Every Tuesday the rows of benches were packed with a motley crowd of Poles, Russians, Slavs, Italians, Greeks, Lithuanians—a crowd made up of fathers, mothers, sisters, brothers, aunts, uncles, neighbors, friends, and enemies of the boys and girls whose fate was in the hands of the big man seated in the revolving chair up in front. But Bennie’s mother was not of this crowd; this pitiful, ludicrous crowd filling the great room with the stifling, rancid odor of the poor. Nor was Bennie. He sat, clear-eyed and unsmiling, in the depths of a great chair on the court side of the railing and gravely received the attentions of the lawyers, and reporters and court room attaches who had grown fond of the grave little figure.

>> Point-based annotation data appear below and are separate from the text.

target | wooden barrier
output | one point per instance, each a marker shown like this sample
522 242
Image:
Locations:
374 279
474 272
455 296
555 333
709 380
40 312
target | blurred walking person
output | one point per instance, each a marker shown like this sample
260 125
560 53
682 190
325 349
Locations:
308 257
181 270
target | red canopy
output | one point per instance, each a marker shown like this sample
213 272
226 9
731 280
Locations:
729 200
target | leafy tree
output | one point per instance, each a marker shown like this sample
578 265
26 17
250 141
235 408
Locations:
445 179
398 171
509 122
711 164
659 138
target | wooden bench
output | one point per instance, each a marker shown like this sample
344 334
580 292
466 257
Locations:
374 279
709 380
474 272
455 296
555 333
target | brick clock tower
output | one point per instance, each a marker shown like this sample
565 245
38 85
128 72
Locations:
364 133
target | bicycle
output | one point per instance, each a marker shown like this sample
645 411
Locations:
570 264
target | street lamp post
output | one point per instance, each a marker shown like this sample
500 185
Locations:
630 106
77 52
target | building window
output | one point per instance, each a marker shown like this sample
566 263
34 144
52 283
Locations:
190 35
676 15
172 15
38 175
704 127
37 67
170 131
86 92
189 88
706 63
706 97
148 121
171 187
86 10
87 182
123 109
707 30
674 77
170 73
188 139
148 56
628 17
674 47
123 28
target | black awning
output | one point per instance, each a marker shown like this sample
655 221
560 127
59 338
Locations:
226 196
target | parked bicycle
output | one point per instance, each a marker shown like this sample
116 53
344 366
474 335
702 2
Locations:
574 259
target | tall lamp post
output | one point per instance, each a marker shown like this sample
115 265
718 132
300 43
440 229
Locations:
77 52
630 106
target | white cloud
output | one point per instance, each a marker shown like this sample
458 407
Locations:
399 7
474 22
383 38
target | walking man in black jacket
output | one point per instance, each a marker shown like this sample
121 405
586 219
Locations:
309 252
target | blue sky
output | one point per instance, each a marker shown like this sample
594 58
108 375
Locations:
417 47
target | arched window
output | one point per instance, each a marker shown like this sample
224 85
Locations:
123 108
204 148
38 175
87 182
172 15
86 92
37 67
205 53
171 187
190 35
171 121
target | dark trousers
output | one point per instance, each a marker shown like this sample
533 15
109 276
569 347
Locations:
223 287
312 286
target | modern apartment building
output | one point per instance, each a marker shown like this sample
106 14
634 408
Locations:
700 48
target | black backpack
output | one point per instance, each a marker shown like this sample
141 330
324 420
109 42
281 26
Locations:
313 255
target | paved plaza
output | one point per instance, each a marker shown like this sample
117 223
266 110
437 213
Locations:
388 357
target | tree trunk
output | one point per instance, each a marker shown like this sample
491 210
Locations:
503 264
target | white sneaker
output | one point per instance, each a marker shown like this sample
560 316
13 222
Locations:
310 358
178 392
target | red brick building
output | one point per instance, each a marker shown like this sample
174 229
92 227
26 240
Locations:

Then, on the fifth Tuesday, Bennie’s mother appeared. How she had come to be that child’s mother God only knows—or perhaps He had had nothing to do with it. She was terribly sober and frightened. Her face was swollen and bruised, and beneath one eye there was a puffy green-and-blue swelling. Her sordid story was common enough as the probation officer told it. The woman had been living in one wretched room with the boy. Her husband had deserted her. There was no food, and little furniture. The queer feature of it, said the probation officer, was that the woman managed to keep the boy fairly neat and clean, regardless of her own condition, and he generally had food of some sort, although the mother sometimes went without food for days. Through the squalor and misery and degradation of her own life Bennie had somehow been kept unsullied, a thing apart.

“H’m! ” said judge Wheeling, and looked at Bennie. Bennie was standing beside his mother. He was very quiet, and his eyes were smiling up into those of the battered creature who was fighting for him. “I guess we’ll have to take you out of this,” the judge decided, abruptly. “That boy is too good to go to waste.”